8. Agüero suma otra muesca a su revólver
A lo largo de su carrera en la Premier League, Sergio Agüero se ha enfrentado a 28 clubes diferentes. Tan solo a cuatro de ellos se quedó sin marcarles. Uno era el Crystal Palace, que visitaba el Etihad este sábado. Como si estuviera molesto con esa resistencia, Agüero se encarnizó con las águilas. Un doblete del argentino fue providencial para que los Citizens aplastaran al equipo de Alan Pardew por 4-0. Pellegrini va engrasando la máquina de cara a la fase decisiva de la temporada: en el horizonte, la vuelta de semifinales de la Copa de la Liga, los octavos de Champions League y la pugna por la liga.
9. Las chaquetas de Mike Ashley
Mike Ashley, el dueño del Newcastle y de las cadenas de deportes Sports Direct, es un tipo tan peculiar como poco querido por los aficionados de las “urracas”. Sin embargo, esta semana tuvo un detalle con sus castigados hinchas. Ashley prometió que regalaría una chaqueta valorada en 60 libras a todos los asistentes al encuentro ante el West Ham si el equipo ganaba. Y ganó. Aunque había letra pequeña: Ashley regaló 45.000 chaquetas (es decir, que la broma le costará 2,4 millones de libras) pero como más gente se registró para el regalo, Sports Direct ha procedido a sortearlas. Una cosa es ser generoso y otra ser tonto.

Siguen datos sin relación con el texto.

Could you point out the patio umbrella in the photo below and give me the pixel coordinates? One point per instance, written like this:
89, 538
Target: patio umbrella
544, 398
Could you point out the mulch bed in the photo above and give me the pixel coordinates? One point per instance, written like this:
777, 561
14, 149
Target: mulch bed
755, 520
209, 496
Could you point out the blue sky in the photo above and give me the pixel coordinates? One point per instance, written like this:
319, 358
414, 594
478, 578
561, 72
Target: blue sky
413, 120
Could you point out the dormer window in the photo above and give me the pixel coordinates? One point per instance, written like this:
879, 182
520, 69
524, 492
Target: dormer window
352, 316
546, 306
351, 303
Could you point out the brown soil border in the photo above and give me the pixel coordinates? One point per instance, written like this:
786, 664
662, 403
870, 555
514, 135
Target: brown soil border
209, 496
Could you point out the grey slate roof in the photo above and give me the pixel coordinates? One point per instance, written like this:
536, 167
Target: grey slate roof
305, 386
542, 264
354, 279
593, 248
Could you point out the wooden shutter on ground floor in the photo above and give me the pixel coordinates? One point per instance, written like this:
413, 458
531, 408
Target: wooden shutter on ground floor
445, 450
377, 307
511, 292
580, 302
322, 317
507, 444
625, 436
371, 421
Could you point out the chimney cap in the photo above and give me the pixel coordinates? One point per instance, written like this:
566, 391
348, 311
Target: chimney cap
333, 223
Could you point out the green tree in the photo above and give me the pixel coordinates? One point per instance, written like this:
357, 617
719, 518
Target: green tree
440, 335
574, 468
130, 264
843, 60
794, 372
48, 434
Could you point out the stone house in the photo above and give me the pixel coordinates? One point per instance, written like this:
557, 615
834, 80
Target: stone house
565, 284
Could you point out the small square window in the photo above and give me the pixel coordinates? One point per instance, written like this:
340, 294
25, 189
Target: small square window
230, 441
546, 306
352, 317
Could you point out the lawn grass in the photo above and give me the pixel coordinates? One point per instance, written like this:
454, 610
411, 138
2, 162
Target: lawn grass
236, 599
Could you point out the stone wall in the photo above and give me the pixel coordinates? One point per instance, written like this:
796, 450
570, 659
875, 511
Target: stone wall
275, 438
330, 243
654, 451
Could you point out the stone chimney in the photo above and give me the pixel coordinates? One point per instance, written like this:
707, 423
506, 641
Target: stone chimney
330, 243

10. La improvisación se adueña del Swansea
Desde que ascendió a la Premier League, hemos elogiado la impecable gestión del Swansea, tanto en los despachos como sobre el césped. El club ha logrado beneficios mientras practicaba un fútbol vistoso y efectivo. Pero la varita mágica de Huw Jenkins parece haberse roto y la improvisación se ha adueñado del club. Parece que el pánico del descenso está guiando las decisiones en el Liberty Stadium. Garry Monk, que logró la mejor clasificación histórica del equipo en Premier la temporada pasada fue despedido sin tener sustituto. Jenkins recorrió medio mundo en busca de un entrenador para sacar al club del atolladero pero fracasó. Así que no tuvo más remedio que nombrar a Alan Curtis como técnico permanente hasta final de temporada. Las limitaciones del preparador galés no han tardado en quedar expuestas. Así que Jenkins ha optado por brindarle algo de ayuda en forma de Francesco Guidolin, actual director deportivo de las franquicias de la familia Pozzo (Watford, Udinese, Granada) y exentrenador de Udinese, Mónaco o Palermo entre otros. La cosa cada vez pinta peor en Gales.